Je disais donc que messieurs Gauthier et Martin ne le crieront pas trop fort, mais ils croient vraiment avoir sous la main un groupe de joueurs possédant le caractère et les habiletés pour rêver un peu. De toute façon, vous serez d'accord pour dire que si un directeur-général n'a pas une opinion aussi positive de son équipe à ce stade-ci de l'année, c'est qu'il n'a pas fait son boulot correctement. Comme l'aurait fait dire Pierre Falardeau à Julien Poulin dans la peau d'Elvis Gratton, «Think big».

Tout comme les Hawks de Chicago se disent qu'ils auraient pu se rendre jusqu'au bout s'ils étaient parvenus à éliminer Vancouver en première ronde, il y a aussi l'idée que le Canadien serait peut-être parvenu à vivre un printemps fou s'il avait éliminé les Bruins en prolongation du septième match de la série en huitième de finale. Cette idée a fait pas mal de chemin dans la tête des joueurs et des dirigeants du CH.

Ont-ils tort de croire que si Pacioretty, Gorges, Markov et maintenant Cole avaient été en uniforme ce soir-là, les Bruins n'auraient pas remporté la Coupe Stanley?

Reste que pour aspirer sérieusement à flirter avec les grands honneurs, le Canadien devra parvenir à faire ce qu'il n'a pas réussi à faire hier à Toronto et pendant une bonne partie de la dernière saison, soit marquer des buts. L'attaque en théorie mieux «équilibrée» du Canadien a connu un mauvais départ dans la ville reine. Le jeu de puissance ne ressemble pour l'instant en rien à celui qui a été pendant quelques saisons consécutives l'un des plus redoutables de la LNH.

Ajoutez à ces soucis l'absence quasi perpétuelle de Markov, la perspective de perdre un deuxième match de suite devant le public survolté de Winnipeg à l'occasion du retour des Jets dimanche et la blessure subie par Campoli hier - il manquerait environ trois semaines - et les plus alarmistes d'entre vous ont déjà de quoi s'inquiéter.

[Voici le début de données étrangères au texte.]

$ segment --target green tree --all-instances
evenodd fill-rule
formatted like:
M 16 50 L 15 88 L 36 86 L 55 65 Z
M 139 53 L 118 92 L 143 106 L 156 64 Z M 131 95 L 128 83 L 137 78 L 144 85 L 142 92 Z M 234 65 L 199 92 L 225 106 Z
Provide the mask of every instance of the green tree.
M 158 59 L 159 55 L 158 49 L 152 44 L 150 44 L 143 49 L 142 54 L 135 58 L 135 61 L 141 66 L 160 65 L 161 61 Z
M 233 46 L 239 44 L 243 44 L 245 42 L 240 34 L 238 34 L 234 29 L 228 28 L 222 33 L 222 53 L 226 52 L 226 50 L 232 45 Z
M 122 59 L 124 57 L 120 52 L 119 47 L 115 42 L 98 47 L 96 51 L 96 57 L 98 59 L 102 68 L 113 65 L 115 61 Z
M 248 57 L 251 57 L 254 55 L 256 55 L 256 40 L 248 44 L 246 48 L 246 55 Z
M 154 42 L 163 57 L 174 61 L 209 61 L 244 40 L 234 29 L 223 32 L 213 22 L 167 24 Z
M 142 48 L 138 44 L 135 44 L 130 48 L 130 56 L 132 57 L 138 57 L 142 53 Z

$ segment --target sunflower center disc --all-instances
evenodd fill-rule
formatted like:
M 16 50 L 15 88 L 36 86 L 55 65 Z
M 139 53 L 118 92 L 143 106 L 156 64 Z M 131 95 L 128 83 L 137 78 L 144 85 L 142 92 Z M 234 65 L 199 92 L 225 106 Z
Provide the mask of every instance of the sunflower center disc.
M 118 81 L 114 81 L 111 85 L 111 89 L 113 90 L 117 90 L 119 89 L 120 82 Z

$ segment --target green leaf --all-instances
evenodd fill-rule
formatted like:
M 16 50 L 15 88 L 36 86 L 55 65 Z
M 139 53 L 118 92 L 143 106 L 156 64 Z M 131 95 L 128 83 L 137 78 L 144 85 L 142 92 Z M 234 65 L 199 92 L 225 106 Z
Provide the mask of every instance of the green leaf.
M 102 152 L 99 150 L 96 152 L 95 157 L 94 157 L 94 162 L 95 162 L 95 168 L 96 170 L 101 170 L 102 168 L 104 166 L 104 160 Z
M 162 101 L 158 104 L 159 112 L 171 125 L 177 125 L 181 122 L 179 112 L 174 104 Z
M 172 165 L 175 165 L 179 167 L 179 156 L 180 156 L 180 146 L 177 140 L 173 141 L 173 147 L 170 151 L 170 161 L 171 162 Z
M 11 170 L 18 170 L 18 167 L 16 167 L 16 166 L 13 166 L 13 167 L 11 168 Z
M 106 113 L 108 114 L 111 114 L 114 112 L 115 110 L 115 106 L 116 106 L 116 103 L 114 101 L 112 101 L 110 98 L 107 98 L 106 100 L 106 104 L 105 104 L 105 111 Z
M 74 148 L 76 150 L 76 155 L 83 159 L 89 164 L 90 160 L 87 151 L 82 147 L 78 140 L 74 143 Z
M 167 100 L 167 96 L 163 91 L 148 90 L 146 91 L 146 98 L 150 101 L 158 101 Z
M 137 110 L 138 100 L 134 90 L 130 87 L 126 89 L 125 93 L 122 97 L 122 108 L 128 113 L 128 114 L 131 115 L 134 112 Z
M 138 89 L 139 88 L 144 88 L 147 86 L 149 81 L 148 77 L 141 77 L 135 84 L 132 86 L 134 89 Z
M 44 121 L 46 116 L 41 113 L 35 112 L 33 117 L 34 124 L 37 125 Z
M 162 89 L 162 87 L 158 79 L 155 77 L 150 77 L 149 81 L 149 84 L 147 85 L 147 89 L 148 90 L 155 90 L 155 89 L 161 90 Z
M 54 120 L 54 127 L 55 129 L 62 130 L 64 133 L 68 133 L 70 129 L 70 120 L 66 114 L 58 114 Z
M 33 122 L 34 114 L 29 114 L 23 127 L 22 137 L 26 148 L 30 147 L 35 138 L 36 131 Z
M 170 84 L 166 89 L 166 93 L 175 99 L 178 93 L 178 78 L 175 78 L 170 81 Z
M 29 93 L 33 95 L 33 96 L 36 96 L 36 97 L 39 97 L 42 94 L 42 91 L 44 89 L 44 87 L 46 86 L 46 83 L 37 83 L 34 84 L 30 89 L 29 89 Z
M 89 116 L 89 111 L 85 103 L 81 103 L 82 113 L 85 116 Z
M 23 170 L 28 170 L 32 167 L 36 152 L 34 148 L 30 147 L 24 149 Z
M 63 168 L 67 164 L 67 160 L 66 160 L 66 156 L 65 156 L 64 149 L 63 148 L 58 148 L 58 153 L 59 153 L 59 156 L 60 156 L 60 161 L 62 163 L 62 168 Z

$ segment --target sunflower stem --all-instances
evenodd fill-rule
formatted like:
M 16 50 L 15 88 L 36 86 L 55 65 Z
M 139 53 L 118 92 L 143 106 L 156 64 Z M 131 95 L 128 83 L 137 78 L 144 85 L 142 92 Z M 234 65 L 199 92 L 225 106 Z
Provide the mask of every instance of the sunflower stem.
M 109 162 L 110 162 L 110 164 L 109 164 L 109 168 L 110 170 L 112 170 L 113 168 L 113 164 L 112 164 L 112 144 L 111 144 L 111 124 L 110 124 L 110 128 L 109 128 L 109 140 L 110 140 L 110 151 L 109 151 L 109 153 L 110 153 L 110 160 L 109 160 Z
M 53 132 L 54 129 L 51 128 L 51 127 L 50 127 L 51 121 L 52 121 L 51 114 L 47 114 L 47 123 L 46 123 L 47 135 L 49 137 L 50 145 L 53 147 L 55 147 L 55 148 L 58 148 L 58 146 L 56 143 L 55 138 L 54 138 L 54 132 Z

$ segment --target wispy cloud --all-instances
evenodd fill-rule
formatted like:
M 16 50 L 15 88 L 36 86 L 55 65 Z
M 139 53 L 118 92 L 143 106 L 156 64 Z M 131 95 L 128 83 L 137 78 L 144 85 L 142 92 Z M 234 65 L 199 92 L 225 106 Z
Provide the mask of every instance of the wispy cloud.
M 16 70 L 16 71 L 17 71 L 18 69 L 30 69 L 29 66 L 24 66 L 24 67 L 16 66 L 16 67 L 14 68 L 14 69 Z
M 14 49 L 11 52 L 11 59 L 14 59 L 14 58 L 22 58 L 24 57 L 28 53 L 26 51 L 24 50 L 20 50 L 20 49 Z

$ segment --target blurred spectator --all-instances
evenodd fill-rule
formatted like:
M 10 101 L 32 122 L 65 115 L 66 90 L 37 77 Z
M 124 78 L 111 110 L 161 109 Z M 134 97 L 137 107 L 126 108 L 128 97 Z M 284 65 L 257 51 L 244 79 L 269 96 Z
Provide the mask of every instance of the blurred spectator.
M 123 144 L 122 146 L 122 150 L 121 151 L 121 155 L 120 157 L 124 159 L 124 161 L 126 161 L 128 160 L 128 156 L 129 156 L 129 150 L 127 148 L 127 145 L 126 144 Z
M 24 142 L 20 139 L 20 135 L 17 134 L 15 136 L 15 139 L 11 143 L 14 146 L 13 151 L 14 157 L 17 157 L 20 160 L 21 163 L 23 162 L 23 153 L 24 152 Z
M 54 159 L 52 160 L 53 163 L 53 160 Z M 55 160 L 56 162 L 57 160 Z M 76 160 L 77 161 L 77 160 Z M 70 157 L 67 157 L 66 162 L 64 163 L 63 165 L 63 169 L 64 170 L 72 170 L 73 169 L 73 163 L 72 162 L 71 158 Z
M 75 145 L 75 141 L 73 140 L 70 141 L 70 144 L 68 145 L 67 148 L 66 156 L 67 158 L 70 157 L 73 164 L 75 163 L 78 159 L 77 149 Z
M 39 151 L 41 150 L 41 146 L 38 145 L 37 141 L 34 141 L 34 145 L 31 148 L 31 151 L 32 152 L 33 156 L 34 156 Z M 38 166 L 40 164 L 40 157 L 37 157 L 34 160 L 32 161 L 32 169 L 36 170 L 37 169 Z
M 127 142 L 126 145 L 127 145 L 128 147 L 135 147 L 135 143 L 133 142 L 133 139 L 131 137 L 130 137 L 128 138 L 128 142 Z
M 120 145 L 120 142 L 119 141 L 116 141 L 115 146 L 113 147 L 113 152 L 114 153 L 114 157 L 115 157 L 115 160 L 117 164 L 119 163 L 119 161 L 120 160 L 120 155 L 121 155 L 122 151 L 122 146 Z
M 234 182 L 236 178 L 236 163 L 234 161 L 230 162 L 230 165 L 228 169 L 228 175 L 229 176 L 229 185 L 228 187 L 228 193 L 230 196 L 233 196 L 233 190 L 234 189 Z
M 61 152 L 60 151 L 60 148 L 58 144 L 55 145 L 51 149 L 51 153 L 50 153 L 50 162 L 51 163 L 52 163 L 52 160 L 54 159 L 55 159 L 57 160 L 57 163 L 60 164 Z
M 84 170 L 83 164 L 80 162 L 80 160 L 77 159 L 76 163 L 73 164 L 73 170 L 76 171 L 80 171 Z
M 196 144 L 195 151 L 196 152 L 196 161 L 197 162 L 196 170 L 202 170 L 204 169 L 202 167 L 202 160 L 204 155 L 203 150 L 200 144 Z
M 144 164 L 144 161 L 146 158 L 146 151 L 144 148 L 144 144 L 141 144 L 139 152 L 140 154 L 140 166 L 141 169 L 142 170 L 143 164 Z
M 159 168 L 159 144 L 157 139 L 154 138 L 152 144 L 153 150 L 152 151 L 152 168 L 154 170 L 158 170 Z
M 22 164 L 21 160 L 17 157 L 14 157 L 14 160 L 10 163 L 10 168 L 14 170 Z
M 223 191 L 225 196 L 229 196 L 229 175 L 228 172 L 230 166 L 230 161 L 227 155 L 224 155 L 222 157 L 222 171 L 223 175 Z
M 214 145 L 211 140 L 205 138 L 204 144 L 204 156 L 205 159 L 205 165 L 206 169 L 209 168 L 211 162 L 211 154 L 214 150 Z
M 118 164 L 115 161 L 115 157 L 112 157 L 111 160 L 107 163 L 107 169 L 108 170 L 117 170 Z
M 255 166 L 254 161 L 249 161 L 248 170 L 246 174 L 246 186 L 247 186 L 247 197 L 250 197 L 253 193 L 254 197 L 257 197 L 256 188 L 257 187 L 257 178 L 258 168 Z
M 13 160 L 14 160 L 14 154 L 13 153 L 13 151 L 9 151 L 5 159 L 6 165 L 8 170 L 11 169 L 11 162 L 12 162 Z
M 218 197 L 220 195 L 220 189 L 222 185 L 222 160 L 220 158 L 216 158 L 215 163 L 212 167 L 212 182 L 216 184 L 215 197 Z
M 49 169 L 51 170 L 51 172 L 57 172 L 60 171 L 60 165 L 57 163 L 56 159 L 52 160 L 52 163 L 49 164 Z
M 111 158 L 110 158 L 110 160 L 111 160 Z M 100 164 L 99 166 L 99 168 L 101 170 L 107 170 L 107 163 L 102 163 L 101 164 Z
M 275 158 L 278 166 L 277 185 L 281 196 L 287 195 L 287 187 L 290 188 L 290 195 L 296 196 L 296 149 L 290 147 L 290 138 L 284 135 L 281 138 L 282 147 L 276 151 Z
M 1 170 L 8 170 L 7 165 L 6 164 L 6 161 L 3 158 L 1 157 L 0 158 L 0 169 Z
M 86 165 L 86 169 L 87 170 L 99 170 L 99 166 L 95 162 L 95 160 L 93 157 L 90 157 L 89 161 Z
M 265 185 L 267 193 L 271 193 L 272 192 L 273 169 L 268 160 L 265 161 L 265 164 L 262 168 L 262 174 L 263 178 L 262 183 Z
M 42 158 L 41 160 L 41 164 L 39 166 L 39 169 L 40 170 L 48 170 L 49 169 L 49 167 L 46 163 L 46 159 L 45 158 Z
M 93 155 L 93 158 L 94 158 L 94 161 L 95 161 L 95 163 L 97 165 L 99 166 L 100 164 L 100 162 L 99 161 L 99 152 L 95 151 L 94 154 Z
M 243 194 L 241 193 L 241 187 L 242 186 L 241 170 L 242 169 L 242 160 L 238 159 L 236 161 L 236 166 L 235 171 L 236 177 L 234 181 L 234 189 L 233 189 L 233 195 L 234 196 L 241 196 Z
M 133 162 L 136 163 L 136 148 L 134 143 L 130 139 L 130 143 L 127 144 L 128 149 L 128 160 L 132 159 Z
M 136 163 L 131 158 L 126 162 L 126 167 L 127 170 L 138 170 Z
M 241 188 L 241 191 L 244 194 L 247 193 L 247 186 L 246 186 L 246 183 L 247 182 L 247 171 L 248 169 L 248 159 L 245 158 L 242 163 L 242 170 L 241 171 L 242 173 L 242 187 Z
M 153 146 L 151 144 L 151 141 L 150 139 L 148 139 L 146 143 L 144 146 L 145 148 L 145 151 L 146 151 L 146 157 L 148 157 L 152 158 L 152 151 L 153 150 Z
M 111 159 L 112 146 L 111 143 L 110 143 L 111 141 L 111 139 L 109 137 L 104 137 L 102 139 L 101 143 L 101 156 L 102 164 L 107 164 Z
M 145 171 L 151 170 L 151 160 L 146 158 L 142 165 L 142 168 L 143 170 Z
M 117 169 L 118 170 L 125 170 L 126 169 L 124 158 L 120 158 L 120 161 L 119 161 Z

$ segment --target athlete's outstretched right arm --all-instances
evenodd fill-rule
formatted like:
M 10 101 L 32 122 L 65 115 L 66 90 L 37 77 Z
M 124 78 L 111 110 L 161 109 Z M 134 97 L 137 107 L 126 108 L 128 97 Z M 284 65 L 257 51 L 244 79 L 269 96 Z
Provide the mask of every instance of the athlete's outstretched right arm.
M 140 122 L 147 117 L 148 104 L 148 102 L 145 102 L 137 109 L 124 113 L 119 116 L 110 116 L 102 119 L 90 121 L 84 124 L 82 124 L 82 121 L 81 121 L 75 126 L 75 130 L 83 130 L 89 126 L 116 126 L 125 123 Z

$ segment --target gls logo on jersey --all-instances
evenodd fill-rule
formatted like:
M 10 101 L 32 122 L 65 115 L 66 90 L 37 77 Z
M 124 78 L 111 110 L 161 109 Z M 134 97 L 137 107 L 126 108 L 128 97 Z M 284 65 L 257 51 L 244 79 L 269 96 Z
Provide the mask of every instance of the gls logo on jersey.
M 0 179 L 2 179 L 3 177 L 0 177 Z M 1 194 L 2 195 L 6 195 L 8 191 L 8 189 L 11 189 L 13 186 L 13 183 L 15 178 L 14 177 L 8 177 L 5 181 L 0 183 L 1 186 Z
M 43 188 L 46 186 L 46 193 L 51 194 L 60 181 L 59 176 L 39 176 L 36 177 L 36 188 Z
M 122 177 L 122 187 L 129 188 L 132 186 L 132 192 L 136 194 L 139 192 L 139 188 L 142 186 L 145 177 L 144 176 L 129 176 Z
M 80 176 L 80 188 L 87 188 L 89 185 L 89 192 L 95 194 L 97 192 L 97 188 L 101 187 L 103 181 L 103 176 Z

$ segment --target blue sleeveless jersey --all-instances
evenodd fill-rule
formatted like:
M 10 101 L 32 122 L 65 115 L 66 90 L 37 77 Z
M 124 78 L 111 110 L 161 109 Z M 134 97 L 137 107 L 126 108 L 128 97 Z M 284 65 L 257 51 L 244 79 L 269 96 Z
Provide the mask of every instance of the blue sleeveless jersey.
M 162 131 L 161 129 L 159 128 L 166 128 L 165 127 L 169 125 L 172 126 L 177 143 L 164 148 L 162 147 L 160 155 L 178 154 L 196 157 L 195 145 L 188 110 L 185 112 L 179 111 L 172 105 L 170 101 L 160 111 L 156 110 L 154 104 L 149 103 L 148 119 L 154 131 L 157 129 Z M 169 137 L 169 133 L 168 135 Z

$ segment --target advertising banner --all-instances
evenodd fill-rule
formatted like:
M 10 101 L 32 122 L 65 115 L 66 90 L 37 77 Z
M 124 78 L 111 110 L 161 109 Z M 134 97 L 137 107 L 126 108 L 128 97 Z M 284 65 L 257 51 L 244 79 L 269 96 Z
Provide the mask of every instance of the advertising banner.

Si ça peut vous consoler, plusieurs équipes devront aussi surmonter des difficultés semblables en cours de route, ce qui fait qu'en fin de compte, n'ayez crainte, votre équipe préférée devrait tout de même se qualifier pour les séries.

Mais considérant qu'il peut y avoir une différence aussi minime que quatre victoires ou défaites entre une équipe de tête et une autre éliminée, connaitre un début de saison décent est toujours une bonne option. Le Canadien devrait terminer quelque part entre le quatrième et sixième rang dans l'Est. Si tout va bien, Pierre Gauthier atteindrait donc pour une première fois l'objectif qu'il s'est fixé, celui de voir son équipe enfin s'établir dans le premier tiers de la Ligue, enfin.